We set out to analyze the findings of our usability tests to identify different types of usability problems. In our data-based analysis, we were able to distinguish a set of categories, which differ from each other in terms of how they manifest themselves and how the problems can be addressed in further software development. The number of findings in each category and division of those into usability and utility issues indicate that formative usability tests conducted with open task approach measure equally well utility, “what the product should do”, and usability, “how the product is operated”. Despite our similar interpretation of distinction between utility and usability, our results are inconsistent with the findings by [12]. Currently, our best guess for the inconsistency is that open test tasks produce more utility related findings than predefined test tasks, which were presumably applied in their study. In addition, the early stages of the development in our tests may have brought out more utility problems.

The utility related problem types are very context-dependent and rely heavily on the procedure of testing with real users in actual usage context. This is positive in a sense that the fit of the proposed system to the actual usage patterns and needs can be verified within the tested context. However, the generalizability of the results to different usage situations and contexts is compromised. One interesting aspect of our findings was the relatively high amount of problems and categories that demand further exploration of the work patterns and contexts of the users (Missing, Unexplored, Problematic and Misaligned cover 45 % of the problems). Especially interesting is the type of finding where an attribute of the tested system is potentially beneficial but works only if the work patterns and organization of work are radically changed (Misaligned). This leads to situations where the design team might not have the power or even right to make decisions about whether the system or organization of work should be changed.
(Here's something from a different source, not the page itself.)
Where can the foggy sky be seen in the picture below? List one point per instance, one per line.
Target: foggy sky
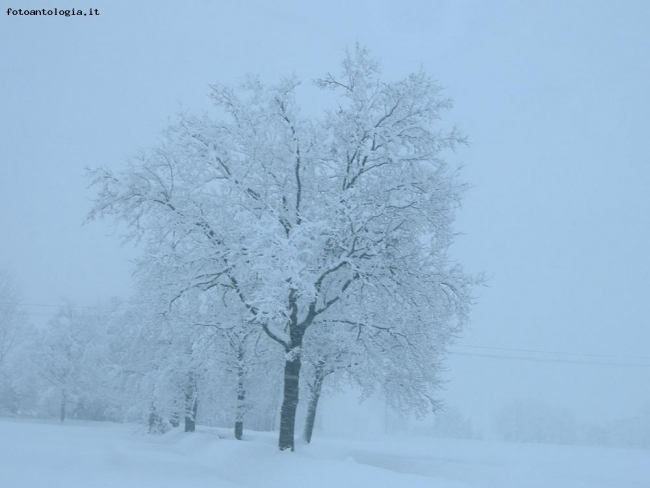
(554, 98)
This highlights the necessity of software developers’ cooperation with the users on different levels in order to realize the full potential of new information systems design.
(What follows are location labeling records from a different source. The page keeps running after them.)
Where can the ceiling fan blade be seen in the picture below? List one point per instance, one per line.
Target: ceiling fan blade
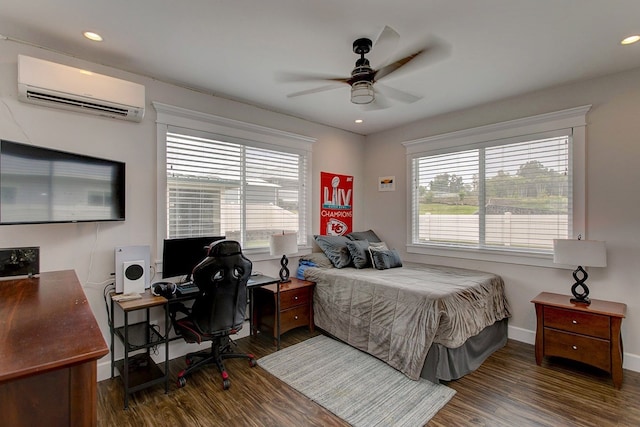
(384, 46)
(380, 103)
(388, 69)
(396, 94)
(434, 51)
(325, 88)
(287, 77)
Our findings add to the recently started development of utility evaluation methods as well as theoretical discussion of researching utility distinct from usability (see [20]). In addition, problem classifications and their potential feedback for design are again being upgraded [10, 21, 32]. One of the benefits of this research for HCI practitioners lies in the clarification of which issues can be improved by redesigning the systems and which would be better addressed by changing the work patterns or the social/organizational constructs where the systems are to be used. The distinction of usability and utility problems will help making such design decisions.

The prototypes tested were all employer-provided professional systems, i.e. their use is not voluntary for the user and the higher level goals of usage are set by the employing organizations and not the users themselves. Furthermore, the systems and their usage can be seen as complex in a sense that the order and desired outcome of system tasks can vary (see [33]). In this type of environment the majority of found problems are utility-related, suggesting that the development and requirements elicitation methods used previously in the design process do need support from this form of testing (45 % of our findings denote lack of knowledge of the context of use). On the other hand, the context may also be a threat to the validity of the developed categories and the overall study as the complexity of the use context may lead to an exceptional number of utility related problems. Furthermore, the evaluator effect is present in a usability study [34], which implies that the following design recommendations have no scientifically constructible relation to observed problems. This is a validity and reliability problem of not only this research but all practical usability evaluations. The validity and reliability of the categories should be tested with more evaluators, different empirical data and formal methods. Moreover, in the future, we consider it important to study how the problem categories are valued in design, what are the practical benefits to, and how feasibly the categories can be exploited in the design process.